If not, I have a lot of colors (20) of J E Moser's aniline dye (powder) from flat work.
Per the dye containers it can be used with water, alcohol, oil, varnish, lacqure, benzol, toluol, turpentine, and napa. Should powdered dye mix of with that resin?
Thanks,
Mike


----------



## The100road (Jan 4, 2019)

@rocky1 is a dye/resin guru

Reactions: Agree 2


----------



## rocky1 (Jan 4, 2019)

Can't tell in the Amazon listing is that resin urethane based? Urethane based resins, like silmar 41 do not always play well with alcohol based dyes. Some colors work, some don't. Blues are worst case, greens misbehave at times to. Reds and yellows seen to be fairly stable.

The longer your set time, the more time the dye has to misbehave. Typically you'll see some change in color as soon as you add catalyst. Some say it works better to mix your resin then add your dye, I haven't seen a lot of difference honestly, except that you can't see the color change before pouring. 
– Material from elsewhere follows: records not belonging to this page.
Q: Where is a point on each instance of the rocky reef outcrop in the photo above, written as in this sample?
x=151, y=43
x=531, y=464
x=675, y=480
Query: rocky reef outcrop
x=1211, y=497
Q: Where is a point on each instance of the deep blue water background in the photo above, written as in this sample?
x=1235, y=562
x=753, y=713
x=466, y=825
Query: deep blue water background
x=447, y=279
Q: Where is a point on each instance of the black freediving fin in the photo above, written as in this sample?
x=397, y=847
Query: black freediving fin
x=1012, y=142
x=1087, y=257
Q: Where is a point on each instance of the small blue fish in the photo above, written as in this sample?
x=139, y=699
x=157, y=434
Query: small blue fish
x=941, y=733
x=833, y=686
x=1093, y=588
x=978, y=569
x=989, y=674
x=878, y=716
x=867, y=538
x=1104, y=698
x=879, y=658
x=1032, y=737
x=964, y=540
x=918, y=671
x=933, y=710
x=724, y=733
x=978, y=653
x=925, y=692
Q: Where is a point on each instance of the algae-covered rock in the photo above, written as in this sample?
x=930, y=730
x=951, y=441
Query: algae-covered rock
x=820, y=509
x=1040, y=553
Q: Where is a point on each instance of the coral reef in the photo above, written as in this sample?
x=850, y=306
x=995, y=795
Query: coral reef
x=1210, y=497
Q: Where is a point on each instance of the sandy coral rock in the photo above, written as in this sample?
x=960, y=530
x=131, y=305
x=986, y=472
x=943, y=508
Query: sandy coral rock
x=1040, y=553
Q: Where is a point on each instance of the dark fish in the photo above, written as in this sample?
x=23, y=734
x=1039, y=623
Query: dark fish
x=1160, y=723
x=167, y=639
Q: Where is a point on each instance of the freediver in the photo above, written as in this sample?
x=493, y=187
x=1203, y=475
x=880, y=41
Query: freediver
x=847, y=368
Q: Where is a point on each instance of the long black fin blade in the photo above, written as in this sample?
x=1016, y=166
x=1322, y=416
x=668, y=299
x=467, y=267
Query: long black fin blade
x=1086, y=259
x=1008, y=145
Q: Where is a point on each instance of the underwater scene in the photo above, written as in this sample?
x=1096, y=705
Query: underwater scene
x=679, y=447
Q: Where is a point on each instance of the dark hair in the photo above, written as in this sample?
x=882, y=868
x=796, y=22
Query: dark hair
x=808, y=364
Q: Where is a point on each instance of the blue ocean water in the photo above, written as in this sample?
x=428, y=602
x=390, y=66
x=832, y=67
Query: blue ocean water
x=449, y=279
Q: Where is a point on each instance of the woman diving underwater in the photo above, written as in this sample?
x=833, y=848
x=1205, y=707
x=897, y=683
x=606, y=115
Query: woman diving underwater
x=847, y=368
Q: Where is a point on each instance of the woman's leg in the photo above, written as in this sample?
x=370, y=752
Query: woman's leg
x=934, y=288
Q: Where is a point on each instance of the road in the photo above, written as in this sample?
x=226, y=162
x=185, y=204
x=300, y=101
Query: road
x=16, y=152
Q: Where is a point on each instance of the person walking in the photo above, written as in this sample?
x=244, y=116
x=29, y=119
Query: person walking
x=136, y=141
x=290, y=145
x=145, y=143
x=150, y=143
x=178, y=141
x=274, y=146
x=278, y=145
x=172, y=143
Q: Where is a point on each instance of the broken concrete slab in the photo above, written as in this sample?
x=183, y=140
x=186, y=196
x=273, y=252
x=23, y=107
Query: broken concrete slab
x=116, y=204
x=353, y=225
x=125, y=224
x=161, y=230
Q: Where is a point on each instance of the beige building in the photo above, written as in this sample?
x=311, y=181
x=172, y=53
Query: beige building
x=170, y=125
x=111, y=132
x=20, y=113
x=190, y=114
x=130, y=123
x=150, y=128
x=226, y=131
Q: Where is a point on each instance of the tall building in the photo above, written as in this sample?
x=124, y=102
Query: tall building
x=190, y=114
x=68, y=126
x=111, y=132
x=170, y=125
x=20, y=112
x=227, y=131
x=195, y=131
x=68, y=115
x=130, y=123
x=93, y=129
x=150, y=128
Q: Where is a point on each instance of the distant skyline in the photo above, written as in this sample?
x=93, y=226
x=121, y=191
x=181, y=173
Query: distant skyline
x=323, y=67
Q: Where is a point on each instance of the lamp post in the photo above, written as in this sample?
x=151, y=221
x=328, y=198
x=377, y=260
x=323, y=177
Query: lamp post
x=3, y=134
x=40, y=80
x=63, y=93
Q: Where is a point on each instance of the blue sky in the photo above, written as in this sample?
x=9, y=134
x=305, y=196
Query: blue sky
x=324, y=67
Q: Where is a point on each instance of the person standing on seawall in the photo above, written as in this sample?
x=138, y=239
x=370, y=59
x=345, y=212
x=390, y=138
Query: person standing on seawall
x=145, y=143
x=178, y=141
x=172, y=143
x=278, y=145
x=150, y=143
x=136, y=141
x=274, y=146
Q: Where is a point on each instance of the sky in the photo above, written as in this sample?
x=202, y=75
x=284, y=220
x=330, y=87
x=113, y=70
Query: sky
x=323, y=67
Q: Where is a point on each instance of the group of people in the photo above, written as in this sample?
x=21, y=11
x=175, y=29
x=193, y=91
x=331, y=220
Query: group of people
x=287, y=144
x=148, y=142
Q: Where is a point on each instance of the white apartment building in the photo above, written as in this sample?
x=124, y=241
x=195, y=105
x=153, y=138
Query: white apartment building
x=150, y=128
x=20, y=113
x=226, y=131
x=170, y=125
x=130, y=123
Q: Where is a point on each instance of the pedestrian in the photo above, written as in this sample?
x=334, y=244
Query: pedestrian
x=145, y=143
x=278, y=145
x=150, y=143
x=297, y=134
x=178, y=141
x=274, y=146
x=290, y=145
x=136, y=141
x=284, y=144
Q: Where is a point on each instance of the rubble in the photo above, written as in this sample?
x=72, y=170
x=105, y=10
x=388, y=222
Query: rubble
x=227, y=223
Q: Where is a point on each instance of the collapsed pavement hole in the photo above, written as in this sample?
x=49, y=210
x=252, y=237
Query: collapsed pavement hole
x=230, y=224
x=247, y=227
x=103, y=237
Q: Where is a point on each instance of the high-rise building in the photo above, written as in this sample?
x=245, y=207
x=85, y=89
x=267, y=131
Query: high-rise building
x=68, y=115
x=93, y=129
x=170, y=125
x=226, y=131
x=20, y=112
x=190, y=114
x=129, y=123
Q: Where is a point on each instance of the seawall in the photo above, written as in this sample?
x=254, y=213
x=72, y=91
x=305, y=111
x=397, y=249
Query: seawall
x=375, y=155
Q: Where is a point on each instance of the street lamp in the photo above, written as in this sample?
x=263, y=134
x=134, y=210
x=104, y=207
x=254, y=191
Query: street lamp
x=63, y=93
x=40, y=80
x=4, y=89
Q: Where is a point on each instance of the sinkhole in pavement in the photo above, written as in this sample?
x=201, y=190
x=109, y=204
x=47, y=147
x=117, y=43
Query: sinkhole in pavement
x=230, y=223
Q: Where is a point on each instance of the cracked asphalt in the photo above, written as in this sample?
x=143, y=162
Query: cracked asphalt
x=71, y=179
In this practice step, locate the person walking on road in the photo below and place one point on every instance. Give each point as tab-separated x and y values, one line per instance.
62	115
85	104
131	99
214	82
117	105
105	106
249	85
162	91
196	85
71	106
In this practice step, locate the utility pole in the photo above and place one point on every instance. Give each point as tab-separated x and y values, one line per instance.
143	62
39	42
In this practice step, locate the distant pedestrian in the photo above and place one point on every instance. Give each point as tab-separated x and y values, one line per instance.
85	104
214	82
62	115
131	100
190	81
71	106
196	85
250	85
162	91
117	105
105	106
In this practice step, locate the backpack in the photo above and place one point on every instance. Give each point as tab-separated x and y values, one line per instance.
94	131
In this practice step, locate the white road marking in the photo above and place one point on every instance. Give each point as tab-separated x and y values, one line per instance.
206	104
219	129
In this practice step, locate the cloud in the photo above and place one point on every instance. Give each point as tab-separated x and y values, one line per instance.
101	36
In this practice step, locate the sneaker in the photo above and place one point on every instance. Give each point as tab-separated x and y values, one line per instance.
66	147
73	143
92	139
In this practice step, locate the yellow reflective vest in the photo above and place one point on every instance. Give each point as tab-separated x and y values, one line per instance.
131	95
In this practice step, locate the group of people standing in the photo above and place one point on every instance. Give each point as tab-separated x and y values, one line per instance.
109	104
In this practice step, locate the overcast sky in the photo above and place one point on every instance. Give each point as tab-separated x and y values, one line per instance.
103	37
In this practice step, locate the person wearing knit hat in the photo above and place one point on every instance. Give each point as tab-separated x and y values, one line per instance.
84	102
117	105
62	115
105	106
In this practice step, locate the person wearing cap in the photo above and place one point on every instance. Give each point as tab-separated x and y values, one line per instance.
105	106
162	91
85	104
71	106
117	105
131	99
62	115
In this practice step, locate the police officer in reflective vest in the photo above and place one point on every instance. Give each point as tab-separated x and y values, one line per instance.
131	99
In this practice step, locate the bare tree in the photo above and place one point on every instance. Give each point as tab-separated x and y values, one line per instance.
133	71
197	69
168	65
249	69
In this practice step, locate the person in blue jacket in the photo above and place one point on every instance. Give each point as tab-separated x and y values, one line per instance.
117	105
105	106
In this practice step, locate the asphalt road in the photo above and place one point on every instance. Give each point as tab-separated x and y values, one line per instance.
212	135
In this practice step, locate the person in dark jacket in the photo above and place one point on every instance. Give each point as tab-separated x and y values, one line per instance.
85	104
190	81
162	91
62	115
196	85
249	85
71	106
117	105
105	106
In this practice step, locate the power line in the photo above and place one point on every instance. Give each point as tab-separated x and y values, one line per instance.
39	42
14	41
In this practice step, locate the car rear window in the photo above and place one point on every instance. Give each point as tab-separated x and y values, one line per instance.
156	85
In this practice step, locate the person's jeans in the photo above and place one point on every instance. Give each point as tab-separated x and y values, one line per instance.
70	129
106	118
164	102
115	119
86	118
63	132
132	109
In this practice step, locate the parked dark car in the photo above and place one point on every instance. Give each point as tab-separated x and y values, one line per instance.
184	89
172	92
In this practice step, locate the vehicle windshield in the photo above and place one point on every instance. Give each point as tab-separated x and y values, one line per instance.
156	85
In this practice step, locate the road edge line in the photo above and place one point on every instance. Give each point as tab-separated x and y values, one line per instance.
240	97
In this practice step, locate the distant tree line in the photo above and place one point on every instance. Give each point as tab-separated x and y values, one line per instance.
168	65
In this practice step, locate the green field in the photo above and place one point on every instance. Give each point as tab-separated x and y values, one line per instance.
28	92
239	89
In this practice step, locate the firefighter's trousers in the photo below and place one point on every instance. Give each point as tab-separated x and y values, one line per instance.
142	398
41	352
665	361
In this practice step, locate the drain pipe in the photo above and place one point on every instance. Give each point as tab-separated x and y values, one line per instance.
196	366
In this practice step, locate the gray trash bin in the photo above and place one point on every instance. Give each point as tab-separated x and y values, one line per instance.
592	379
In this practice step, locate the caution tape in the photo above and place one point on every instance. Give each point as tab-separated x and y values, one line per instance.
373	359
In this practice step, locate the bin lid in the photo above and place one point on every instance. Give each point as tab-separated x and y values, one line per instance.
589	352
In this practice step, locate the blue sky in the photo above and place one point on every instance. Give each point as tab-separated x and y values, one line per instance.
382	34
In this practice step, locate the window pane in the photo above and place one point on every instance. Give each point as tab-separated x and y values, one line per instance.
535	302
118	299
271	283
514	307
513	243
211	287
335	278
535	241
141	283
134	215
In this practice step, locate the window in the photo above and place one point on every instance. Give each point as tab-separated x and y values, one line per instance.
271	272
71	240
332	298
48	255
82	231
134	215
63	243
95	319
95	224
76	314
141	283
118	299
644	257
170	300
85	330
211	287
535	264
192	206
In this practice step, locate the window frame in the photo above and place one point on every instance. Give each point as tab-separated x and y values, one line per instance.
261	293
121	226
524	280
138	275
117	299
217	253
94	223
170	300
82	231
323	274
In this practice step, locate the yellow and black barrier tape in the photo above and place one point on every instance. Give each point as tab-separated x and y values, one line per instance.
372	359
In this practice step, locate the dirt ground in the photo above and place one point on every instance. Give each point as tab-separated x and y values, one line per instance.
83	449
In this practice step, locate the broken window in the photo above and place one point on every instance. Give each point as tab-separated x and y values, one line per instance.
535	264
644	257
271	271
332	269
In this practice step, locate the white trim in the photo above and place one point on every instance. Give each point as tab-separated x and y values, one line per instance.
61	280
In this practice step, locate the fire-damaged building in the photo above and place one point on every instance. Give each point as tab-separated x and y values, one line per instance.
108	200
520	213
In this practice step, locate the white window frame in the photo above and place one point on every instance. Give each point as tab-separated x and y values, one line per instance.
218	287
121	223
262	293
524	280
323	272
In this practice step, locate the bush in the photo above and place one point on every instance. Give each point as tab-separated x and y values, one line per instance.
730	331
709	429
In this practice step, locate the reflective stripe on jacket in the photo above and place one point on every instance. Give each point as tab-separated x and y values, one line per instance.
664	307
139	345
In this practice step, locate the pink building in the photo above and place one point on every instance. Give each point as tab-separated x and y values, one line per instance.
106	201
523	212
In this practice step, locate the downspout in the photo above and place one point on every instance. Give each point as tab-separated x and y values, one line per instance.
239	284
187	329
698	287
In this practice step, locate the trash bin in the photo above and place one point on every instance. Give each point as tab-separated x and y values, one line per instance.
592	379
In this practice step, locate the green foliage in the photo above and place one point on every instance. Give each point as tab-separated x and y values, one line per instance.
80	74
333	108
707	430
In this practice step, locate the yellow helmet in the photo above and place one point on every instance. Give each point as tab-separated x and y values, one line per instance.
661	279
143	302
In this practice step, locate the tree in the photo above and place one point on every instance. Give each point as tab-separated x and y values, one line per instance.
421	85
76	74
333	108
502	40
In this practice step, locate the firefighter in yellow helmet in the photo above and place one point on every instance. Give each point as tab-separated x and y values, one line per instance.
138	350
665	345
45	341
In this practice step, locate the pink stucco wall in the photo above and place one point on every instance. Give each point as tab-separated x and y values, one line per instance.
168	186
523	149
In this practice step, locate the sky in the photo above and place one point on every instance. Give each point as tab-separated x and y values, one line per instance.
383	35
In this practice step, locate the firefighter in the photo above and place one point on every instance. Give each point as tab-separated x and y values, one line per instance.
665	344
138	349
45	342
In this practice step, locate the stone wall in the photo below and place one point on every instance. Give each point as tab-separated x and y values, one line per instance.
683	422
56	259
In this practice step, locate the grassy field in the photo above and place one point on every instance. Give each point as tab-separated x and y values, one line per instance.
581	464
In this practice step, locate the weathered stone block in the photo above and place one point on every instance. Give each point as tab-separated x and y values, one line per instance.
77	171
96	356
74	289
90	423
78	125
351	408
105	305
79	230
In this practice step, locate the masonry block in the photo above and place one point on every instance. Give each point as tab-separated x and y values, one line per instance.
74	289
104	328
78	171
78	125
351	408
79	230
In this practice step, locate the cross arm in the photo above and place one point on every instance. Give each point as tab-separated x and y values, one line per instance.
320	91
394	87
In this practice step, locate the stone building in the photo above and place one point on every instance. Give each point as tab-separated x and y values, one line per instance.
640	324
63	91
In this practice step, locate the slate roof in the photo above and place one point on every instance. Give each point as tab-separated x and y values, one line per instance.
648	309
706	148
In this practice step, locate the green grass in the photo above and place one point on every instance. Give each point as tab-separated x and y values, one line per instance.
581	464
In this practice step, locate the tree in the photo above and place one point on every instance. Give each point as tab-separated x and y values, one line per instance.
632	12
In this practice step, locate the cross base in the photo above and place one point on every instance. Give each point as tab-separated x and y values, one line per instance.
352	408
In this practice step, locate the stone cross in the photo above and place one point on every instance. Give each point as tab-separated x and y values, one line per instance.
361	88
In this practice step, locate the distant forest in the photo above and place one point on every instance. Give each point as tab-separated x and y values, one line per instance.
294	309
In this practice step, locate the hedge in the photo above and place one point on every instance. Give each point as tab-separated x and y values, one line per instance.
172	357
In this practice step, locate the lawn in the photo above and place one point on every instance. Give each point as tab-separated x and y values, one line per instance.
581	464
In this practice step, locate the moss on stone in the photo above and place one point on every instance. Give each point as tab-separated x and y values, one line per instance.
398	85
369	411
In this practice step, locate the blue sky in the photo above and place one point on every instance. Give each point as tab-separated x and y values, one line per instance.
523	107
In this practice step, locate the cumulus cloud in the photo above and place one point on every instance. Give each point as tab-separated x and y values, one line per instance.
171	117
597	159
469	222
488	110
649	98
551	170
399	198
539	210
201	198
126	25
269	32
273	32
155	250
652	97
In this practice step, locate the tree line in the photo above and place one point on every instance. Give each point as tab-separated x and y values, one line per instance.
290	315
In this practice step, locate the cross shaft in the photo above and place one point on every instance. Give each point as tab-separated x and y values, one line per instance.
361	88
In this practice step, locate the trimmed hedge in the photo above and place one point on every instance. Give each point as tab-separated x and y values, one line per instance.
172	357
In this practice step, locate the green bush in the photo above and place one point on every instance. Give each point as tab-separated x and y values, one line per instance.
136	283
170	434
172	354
Best bet is play with a few not so special pen blanks, and see what it does. Have seen the issues with color change in both powdered and liquid tints on urethane resins. And, it's not an uncommon problem if you dig deep enough on the internet.

Reactions: Informative 1


----------



## rhossack (Jan 4, 2019)

Here is your info ... Amazing Clear Cast is an easy to use, 1:1 mix ratio system that cures overnight which allows time for air bubbles to evacuate prior to curing. Amazing Clear Cast can be colored with Alumilite dyes, alcoholic inks, or other _*non-water base colorants*_. Complies with FDA

*TransTint dyes* are a single component concentrated metallized acid dyestuff dissolved in a glycol ether carrier. The product is designed to be let down with a polar or mildly polar solvent such as water or alcohol and used as a *dye* stain on bare wood for interior surfaces.

Reactions: Informative 2


----------